Cela commence plutôt mal. Il nous est fourni des contributions de faux groupes, à la queue leu leu, mais pas de confrontation ni discussion. Les différents intervenants ne sont pas ou plus des groupes, mais une poignée d’individus voire se simples couples de réchappés des implosions militantes diverses et successives. S’il vous plaît, n’abusez pas le prolétariat!
A ma connaissance un cercle a joué ce rôle de creuset de rencontres positives entre révolutionnaires de diverses tendances, ICO d’Henri Simon dans la période après 68; mais ce dernier avait hérité d’une méthode critique autrement plus ouverte et créatrice que la bouillie de chat néoléniniste dont vous semblez hériter, mais combien j’aimerais que vous puissiez favoriser pourtant des débats dont notre époque a un intense besoin (car vous avez tout de même posé une série de bonnes questions), quitte à vous remettre en cause... et à mûrir ensemble, mais pas mourir. Il faut de réelles confrontations sans concessions, sans miévreries démocratoques, sinon vous aboutirez au même genre d’assoc de bonne volonté que «Matière et Révolution» - site intéressant de celui qui se fait appeler Robert Paris - des rencontres qui ronronnent, qui tournent en rond et dont rien ne sort.
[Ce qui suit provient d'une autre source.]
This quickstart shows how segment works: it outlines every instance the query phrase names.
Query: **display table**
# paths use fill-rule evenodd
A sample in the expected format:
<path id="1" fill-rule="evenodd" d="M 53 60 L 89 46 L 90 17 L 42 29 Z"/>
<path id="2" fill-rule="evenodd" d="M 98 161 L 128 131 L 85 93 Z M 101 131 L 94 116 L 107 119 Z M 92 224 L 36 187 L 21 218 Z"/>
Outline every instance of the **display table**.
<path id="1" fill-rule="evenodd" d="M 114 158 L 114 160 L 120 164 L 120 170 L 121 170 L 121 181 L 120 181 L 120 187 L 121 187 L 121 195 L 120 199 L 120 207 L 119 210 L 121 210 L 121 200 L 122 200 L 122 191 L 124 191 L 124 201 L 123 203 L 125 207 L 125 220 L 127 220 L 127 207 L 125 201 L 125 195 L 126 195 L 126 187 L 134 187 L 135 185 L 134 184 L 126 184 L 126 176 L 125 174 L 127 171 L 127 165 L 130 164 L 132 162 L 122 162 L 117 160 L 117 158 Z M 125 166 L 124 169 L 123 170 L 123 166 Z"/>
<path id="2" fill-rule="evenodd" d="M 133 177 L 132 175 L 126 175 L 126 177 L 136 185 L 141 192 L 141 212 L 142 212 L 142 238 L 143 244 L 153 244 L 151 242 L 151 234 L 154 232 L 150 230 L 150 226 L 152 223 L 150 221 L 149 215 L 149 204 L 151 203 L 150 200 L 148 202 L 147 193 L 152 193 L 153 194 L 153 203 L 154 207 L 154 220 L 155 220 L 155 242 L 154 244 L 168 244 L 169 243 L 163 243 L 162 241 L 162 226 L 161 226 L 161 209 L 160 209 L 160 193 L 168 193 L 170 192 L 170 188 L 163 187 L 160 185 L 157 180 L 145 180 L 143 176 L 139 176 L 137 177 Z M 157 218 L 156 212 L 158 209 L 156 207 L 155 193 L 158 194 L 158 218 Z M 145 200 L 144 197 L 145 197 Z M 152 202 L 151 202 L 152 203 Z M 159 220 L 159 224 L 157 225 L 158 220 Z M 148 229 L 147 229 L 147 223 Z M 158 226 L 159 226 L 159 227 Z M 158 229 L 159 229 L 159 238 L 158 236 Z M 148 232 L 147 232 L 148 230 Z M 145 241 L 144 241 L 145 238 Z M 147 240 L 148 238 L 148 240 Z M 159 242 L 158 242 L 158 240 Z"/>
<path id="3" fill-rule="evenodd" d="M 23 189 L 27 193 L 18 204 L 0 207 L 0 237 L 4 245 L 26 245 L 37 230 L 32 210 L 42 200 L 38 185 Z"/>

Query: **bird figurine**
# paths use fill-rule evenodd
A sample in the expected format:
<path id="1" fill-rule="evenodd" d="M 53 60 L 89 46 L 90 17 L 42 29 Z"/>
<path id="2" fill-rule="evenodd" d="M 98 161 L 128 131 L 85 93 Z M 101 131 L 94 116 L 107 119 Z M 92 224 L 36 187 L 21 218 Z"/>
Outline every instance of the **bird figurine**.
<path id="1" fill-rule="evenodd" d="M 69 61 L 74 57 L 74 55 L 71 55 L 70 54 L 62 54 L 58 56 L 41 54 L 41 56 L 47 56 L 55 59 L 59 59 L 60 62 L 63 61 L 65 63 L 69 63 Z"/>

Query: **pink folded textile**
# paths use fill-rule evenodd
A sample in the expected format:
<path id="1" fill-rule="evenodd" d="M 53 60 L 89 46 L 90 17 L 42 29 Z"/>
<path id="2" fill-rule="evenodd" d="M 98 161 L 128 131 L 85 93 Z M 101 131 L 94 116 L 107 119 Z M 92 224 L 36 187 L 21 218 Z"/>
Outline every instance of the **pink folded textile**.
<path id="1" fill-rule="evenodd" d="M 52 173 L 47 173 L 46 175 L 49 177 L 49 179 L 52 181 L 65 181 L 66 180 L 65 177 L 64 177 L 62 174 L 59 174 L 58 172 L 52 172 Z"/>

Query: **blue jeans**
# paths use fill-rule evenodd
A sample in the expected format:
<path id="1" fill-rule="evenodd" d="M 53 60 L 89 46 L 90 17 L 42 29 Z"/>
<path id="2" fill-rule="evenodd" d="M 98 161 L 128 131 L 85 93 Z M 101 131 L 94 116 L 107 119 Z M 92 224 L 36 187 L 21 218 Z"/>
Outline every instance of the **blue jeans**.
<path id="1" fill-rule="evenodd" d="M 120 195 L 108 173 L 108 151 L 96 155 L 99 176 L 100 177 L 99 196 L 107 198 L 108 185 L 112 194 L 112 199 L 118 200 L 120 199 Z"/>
Deux cercles (disons) dominent par leur sérieux et lucidité les autres contributions: Robin Goodfelow and ce qu’il reste du PCint, ils ne sont ni dogmatiques ni invariants, contrairement à ce qu’un certain milieu disparu a pu leur reprocher.
Robin Good présente une cohérence programmatique héritée de la Gauche révolutionnaire italienne, mais contient des singularités comme sa vision de 90 ans de contre-révolution «ininterrompue»! C’est une ânerie d’enfants du bordiguisme. La notion de contre révolution est assez obsolète si on considère - du point de vue maximaliste étroit - qu’il ne s’est rien passé depuis 1917 et que Staline est toujours vivant! Nous ne sommes pas en période de contre-révolution pour la bonne raison qu’aucune révolution ou explosion de lutte de la classe ouvrière n’a pas eu lieu depuis belle lurette! Notion surannée! Au début de 1917, Lénine ne déclare jamais «nous sortons de la contre-révolution», mais «nous allons renverser l’Etat bourgeois». A chaque fois que j’entends cette notion caduque et étriquée j’ai envie de crier «mais la révolution n’a pas encore eu lieu!».
Mais RG a de très belles qualités d’analyse, proches du PCint, notamment sur le poids sidérant de la petite bourgeoisie à l’époque moderne, qui explique bien des affaiblissements du prolétariat; même par rapport à la filiation Gauche italienne, ils font montre d’un étonnant esprit d’autocritique en évoquant les années 1970 et «de nombreuses limites dues notamment à un léninisme non critique». On trouve un effort pour comprendre les signes encourageant de la lutte de (la) classe, marqué toutefois par un aveuglement sur le rôle des syndicats «émergents». Ils sont enfin ambigus concernant votre proposition de matériel commun: «Ceci pourrait passer par la réalisation de matériel en commun, tracts par exemple, dont le risque est qu’ils soient trop généraux...».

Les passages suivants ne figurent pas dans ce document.